Ela estava exausta. A pressão do vestibular, meses de estudo intenso, noites mal dormidas. Por isso Ricardo a trouxera para a fazenda, um refúgio simples que ele mantinha no interior, longe da agitação da cidade. Um lugar para ela respirar, para ele se desconectar da fachada que mantinha no dia a dia.
Ricardo era conhecido publicamente como um arquiteto paisagista de renome, mas essa era apenas uma pequena parte da verdade, uma fachada cuidadosamente construída. A verdade é que ele era o cérebro e o poder por trás de um dos maiores impérios imobiliários do país, um homem que movia bilhões com um telefonema, mas que preferia o anonimato. Sua esposa, Paula, era quem adorava os holofotes, o rosto público da empresa, a CEO glamorosa nas capas de revistas. Ele permitia, achando que isso a faria feliz.
A viagem de volta para a cidade deveria ser tranquila, mas ao fazerem uma curva em uma estrada de terra mais estreita, cercada por uma densa vegetação, Ricardo freou bruscamente.
Um carro velho e surrado bloqueava a passagem. Ao lado dele, um grupo de uns cinco ou seis jovens, com roupas largas e atitudes arrogantes, os encarava. Um deles, o que parecia ser o líder, deu um passo à frente, um sorriso debochado no rosto.
Ricardo o reconheceu imediatamente, um calafrio percorreu sua espinha. Era Léo, um ex-assistente de Paula. Um rapaz ambicioso e liso que ela havia demitido há alguns meses por motivos que nunca ficaram totalmente claros para Ricardo.
"Olha só o que temos aqui", disse Léo, aproximando-se da janela do motorista. Seus olhos percorreram o carro de luxo com uma cobiça mal disfarçada.
Sofia acordou com a parada súbita, piscando os olhos, confusa.

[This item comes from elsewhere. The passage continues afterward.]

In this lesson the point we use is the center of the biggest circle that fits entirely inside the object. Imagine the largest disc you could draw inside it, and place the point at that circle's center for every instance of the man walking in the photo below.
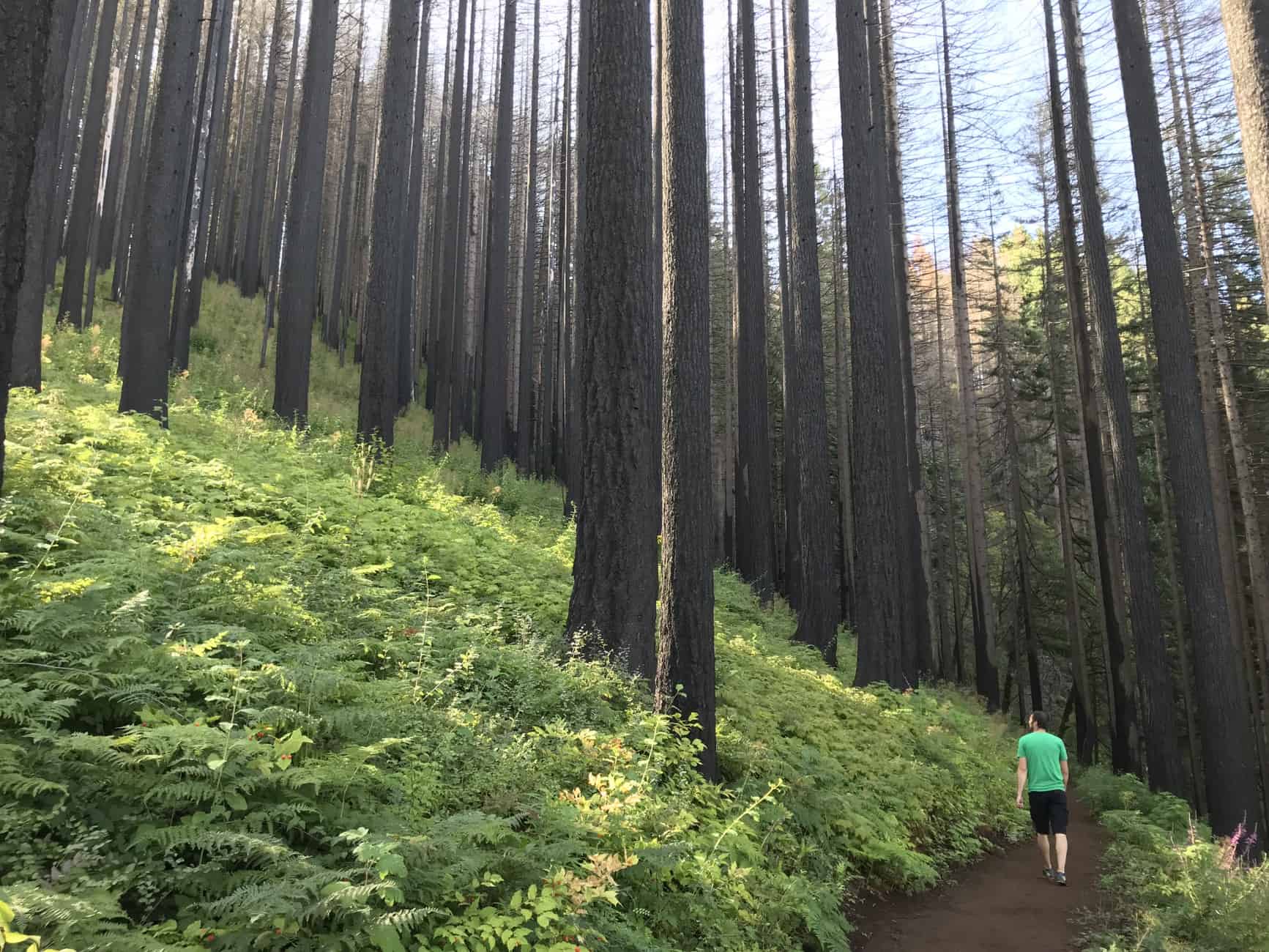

"O que foi, Ricardo? Aconteceu alguma coisa?"
"Fique calma, Sofia. Deve ser só um mal-entendido", Ricardo respondeu em voz baixa, tentando manter a situação sob controle. Ele abriu a janela.
"Com licença, amigo. Precisamos passar", disse Ricardo, com a voz firme, mas educada.
Léo soltou uma risada alta e desdenhosa.
"Passar? Acho que não. Sabe, eu estava justamente esperando por você."
Ele se apoiou na porta do carro de Ricardo, o queixo erguido em um gesto de desafio.
"Este carro é muito bonito. Um belo presente que a Paula me deu."
Ricardo franziu a testa. A confusão inicial deu lugar a uma irritação crescente.
"Do que você está falando? Este carro é meu."
"Seu?", Léo gargalhou de novo, e seus comparsas riram com ele. "Ah, você deve ser o marido dela, né? O tal do Ricardo. O paisagista. Paula me falou de você. Disse que você é um encostado, que vive às custas dela. Então, tecnicamente, o carro é dela. E ela me deu. Como um presentinho."
A humilhação nas palavras de Léo era palpável, cortante. Ser chamado de "encostado", um "sustentado", quando era ele quem sustentava todo o luxo em que Paula vivia. A ironia era brutal. Mas a presença de Sofia ao seu lado o forçou a engolir a raiva que subia por sua garganta.
"Olha, Léo, eu não sei que tipo de conversa você teve com a Paula, mas isso é um engano", Ricardo tentou argumentar, a voz ainda controlada. "Este carro está no meu nome. Por favor, tire seu veículo do caminho para que possamos ir embora."
Ele precisava tirar Sofia dali. A segurança dela era a única coisa que importava.
Léo, no entanto, pareceu se divertir ainda mais com a calma de Ricardo. Ele interpretou a paciência como fraqueza.
"Ah, o maridinho 'sustentado' está tentando ser razoável", ele zombou, olhando para seus amigos. "Que bonitinho. Mas sabe o que eu acho? Acho que você não manda em nada. A Paula me deu o carro, e se ela me deu, é meu. Agora, desce. Desce do meu carro."
A insolência era inacreditável. Ricardo sentiu o sangue ferver. A fachada de arquiteto tranquilo estava começando a rachar, revelando o empresário implacável por baixo. Ele olhou para o rosto assustado de Sofia e tomou uma decisão. Por ela, ele iria suportar. Por enquanto.
"Não vou descer do meu carro", disse Ricardo, a voz baixa e perigosa. "E sugiro que você e seus amigos saiam da minha frente. Agora."
Léo não se intimidou. Pelo contrário, seu sorriso se alargou.
"Ou o quê? O jardineiro vai jogar um pouco de terra em mim?"
A humilhação pública, a traição de Paula que ficava mais clara a cada palavra de Léo, e, acima de tudo, o medo nos olhos de sua irmã. Tudo isso se acumulava dentro de Ricardo, uma pressão prestes a explodir.